Let’s consider the handgun. I’m convinced most of us get our knowledge of handguns from what we see in the movies. Steven Seagal can shoot a helicopter terrorist one-handed from a moving train at 50 yards, no problem. Have you ever actually tried shooting a handgun yourself? Set up a target at about 15 yards, big as a regular piece of paper. Hold your handgun in both hands with the “crush grip.” Rock steady in “isosceles stance.” Aim carefully. If you’re reasonably good, you’ll hit the paper. Most of the time.
So what about your attacker cowboying his .38 Special in one hand, trying to hit a moving target—and you’ll be zig-zagging as you run. Most runners your age will be 25 yards away from an attacker in five seconds flat. Time yourself. And it probably took a couple of those seconds just for the goof to make the decision to shoot. Yeah, I know a real marksman could probably still hit you. But most of these kinds of offenders don’t much frequent the target range. It’s possible he’s never even fired the gun before.
So what’s the chance he’ll still hit you? In fact, justice department statistics show armed attackers actually hit their targets less than four percent of the time. Those carrying knives stab or cut their victims about 20 percent of the time. As noted in one of my favorite self-defense books, The Complete Idiot’s Guide to Self-Defense by Chris Harris, (Only $13.50 new from Amazon.com) those odds are pretty good. But they become pretty lousy if you go with your attacker to a quieter place, and downright dismal if you get into his car. Think you can escape later? It’s easiest right here, right now.
Okay, so that does leave the possibility you’ll face a knife held into your throat...multiple attackers with baseball bats...or the human meatloaf who can simply lift you up and throw you in his van. What if, what if? Martial artists answer these questions by saying, “Sure, what if? What if he has a grenade?
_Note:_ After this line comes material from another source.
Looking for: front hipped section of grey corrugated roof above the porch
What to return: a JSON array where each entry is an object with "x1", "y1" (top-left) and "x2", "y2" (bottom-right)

An M-16? You can’t expect to escape every possible scenario.”
Well, that brings us back to the ever-trendy tool commonly advocated by the “self-defense” web sites Google tends to pull up. That handgun. Street legal in North Dakota and Minnesota, nowadays, with a permit, although you can’t tote heat on campus. But in the mall lot, probably.
I don’t like hunting, and I don’t like guns. But the reality for most women (and lots of tae kwon duffers, too) is the only thing that truly will size them up in a fracas with a street-hardened criminal is a gun. Smith & Wesson used to include this little ditty with its handguns: “Have no fear of any man, no matter what his size; if danger threatens, call on me, and I will equalize.”
I am in favor of gun control, despite that I hold those concealed carry permits. I believe everyone who wants to shoot a handgun ought to be required to complete an extensive course in gun use and safety—far beyond the little day-long thing Minnesota requires, more like drivers’ ed training—and I believe a firearm license ought to be mandatory, concealed carry or not. Why? Because this will do a lot to assure that you’ll really know how to use that gun should the worst befall you. If you hardly ever shoot your self-defense gun, you won’t be able to make it work for you when you need it. What's more, you have to have the training to recognize whether you have the ability to actually, if necessary, shoot another person. Without the training, you won’t really be able to assess your mental response to shooting a human being. And if you can’t shoot, then you’d better not carry a gun. Because it’s darned likely your attacker won’t have any problem grabbing your weapon and shooting you.
Good luck, and remember: you still have the right to walk in public places without fearing for your life. Even if you are alone. Even if it is dark out. Knowing what you’d do in case of attack gives you a more confident air, which in itself may be enough to persuade the attacker to stay home with his porn sites.